Login. If an empty browser needs to access a page behind login, you have to run the login flow in your script, or maintain your own set of cookies: await context.addCookies(savedCookies). You first have to obtain those cookies, and then keep them fresh. With chrome-use, this step is zero: you are already logged in, and once connected, it is already in your session.

Fingerprinting and detection. An empty automated browser carries a whole set of markers: navigator.webdriver=true, headless rendering artifacts, and common Runtime.enable leaks when driven through CDP (rebrowser specifically catches this). chrome-use is your real browser, so these are not present in the first place. In a CreepJS test, it scores 0% as a bot.

That pop-up. Tools that connect to Chrome through --remote-debugging-port trigger a “whether to allow remote debugging” confirmation dialog every time they connect starting from Chrome 136, and the port also has to be opened in advance. chrome-use goes through an extension; after installing it once, there are zero confirmations.

Concurrency. In chrome-use, each --session gets an independent colored tab group. Multiple agents can share the same real Chrome without getting mixed together or taking over your own tabs.
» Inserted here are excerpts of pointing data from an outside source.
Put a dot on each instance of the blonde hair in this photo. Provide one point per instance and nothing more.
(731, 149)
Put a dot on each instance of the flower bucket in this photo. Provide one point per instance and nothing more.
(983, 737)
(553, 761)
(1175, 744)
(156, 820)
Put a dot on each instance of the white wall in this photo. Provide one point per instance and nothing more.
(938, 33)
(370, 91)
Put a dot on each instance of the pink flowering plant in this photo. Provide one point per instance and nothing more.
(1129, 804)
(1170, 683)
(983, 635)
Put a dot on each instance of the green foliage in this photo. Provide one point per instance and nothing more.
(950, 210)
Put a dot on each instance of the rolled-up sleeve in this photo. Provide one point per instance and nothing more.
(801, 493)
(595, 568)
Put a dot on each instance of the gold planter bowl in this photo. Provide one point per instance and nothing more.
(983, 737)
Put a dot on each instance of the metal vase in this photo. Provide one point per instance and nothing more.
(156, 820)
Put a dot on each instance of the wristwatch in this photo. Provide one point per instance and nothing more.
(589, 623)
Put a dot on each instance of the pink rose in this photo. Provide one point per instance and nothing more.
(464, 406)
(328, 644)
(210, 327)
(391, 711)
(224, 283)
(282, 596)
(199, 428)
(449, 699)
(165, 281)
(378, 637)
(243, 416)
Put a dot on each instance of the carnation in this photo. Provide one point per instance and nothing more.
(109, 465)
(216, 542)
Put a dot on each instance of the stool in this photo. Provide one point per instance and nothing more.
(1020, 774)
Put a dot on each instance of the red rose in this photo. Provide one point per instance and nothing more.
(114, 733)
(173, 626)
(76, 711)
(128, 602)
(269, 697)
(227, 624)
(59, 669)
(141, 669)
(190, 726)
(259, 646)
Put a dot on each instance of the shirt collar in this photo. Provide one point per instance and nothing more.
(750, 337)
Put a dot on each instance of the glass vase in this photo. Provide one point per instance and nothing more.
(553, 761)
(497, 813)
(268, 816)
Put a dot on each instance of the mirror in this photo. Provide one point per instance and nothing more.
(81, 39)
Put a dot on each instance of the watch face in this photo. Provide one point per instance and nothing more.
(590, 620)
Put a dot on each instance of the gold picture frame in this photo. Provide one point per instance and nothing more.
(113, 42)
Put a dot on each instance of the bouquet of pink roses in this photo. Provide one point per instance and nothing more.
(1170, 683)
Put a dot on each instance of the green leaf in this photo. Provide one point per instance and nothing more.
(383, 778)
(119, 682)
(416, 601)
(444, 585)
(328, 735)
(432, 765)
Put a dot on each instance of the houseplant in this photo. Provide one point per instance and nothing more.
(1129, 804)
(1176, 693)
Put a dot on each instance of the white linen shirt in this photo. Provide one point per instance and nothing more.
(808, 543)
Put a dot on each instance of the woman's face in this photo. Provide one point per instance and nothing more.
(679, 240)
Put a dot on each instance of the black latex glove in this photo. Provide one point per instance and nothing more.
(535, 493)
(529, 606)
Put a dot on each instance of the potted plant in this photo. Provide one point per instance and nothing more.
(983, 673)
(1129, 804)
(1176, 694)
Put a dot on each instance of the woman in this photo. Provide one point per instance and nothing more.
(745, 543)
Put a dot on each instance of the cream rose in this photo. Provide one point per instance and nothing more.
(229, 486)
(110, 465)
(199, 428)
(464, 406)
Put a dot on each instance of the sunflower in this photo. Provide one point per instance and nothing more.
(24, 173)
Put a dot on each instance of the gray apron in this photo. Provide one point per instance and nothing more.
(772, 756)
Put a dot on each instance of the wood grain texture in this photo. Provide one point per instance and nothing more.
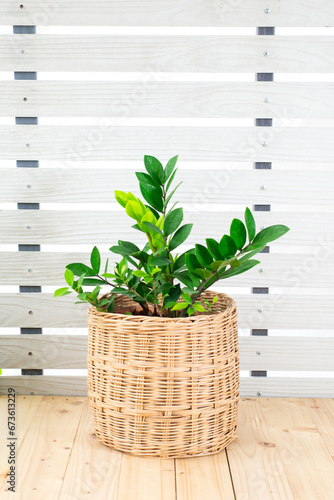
(201, 189)
(307, 464)
(255, 463)
(107, 227)
(47, 446)
(47, 268)
(156, 98)
(63, 385)
(93, 469)
(150, 54)
(26, 408)
(172, 13)
(191, 472)
(71, 146)
(70, 351)
(281, 311)
(146, 478)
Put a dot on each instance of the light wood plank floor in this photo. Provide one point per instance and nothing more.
(284, 450)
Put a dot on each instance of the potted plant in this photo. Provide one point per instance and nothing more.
(163, 367)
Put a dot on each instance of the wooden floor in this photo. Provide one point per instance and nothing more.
(284, 450)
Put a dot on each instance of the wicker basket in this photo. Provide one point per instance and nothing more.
(164, 387)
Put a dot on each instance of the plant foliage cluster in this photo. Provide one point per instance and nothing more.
(162, 281)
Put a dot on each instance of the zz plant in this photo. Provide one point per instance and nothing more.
(162, 282)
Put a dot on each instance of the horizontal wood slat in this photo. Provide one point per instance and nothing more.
(255, 311)
(47, 268)
(97, 227)
(201, 188)
(250, 386)
(70, 351)
(171, 13)
(75, 144)
(153, 98)
(150, 54)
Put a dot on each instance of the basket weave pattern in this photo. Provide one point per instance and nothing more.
(164, 387)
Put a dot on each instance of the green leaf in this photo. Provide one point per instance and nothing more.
(250, 224)
(171, 180)
(238, 233)
(241, 269)
(180, 236)
(270, 233)
(198, 307)
(154, 168)
(152, 196)
(79, 269)
(173, 220)
(169, 168)
(213, 247)
(153, 227)
(203, 255)
(227, 247)
(148, 180)
(61, 291)
(192, 263)
(95, 260)
(69, 277)
(179, 306)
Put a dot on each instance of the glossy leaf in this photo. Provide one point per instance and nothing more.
(227, 247)
(238, 233)
(154, 168)
(250, 224)
(180, 236)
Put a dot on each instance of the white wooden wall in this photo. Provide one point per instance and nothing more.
(145, 92)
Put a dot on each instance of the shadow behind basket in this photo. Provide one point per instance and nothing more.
(164, 387)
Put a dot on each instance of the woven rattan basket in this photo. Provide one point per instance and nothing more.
(164, 387)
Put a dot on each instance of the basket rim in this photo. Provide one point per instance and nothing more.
(187, 319)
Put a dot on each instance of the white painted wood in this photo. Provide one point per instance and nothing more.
(151, 54)
(279, 270)
(250, 386)
(70, 351)
(73, 145)
(98, 227)
(171, 13)
(167, 99)
(201, 188)
(281, 311)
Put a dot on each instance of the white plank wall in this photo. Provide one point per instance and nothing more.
(278, 311)
(161, 99)
(73, 145)
(151, 54)
(177, 68)
(171, 13)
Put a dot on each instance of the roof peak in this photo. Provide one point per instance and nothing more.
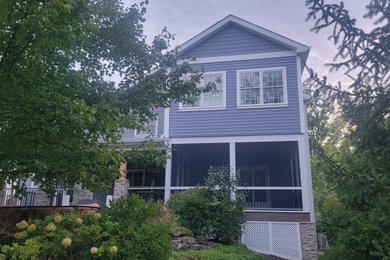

These are not four separate selling points. They are the inevitable chain of results that follows from the choice to “use your browser.”

Bringing It Down to a Real Task

Take a concrete example: exporting data from some admin backend of yours, where the data only loads after clicking through three pages.

With Playwright: launch opens an empty browser, runs login, fills in the username and password, may hit a CAPTCHA and get stuck, waits for JS rendering, paginates, and then extracts. The login and CAPTCHA stages often stop the script at the very first step. With chrome-use: connect attaches to the browser, snapshot -i inspects the structure, and extract turns it into JSON. You are already logged in, and the page is already in your hands, so the first two obstacles simply do not exist.

The hard part is never “extracting.” It is “getting to the point where extraction is possible.” That is also where I draw the line on which one to use.

So Don’t Ask Which Is Better; Ask What You Are Doing

There is no hierarchy between them. They divide the work differently.

If you are running end-to-end tests in CI and need a clean environment, reproducibility, and dozens of parallel browser instances, Playwright / Puppeteer were built exactly for that. Forcing chrome-use into that scenario would be awkward, and you would not want tests running in the browser you use every day anyway. For one-off scripts, if you do not mind logging in again and are not worried about being marked as automation, all three new-browser approaches are fine; browser-use also comes with LLM orchestration. But as soon as a task involves “my login state,” “this site has anti-bot measures,” or “it needs to look like a real person,” the balance tilts toward chrome-use. As for simply wanting Claude to open a browser on its own, Claude’s official Chrome extension is enough; it just only drives Claude. If you want to use it with any agent or your own scripts, that is when chrome-use comes in.

One-sentence takeaway: testing wants a disposable browser, where cleanliness and reproducibility matter most; agent work often wants a browser you are already using, where a real session and not getting blocked matter most. Once you are clear about which job you are doing, the choice stops being confusing.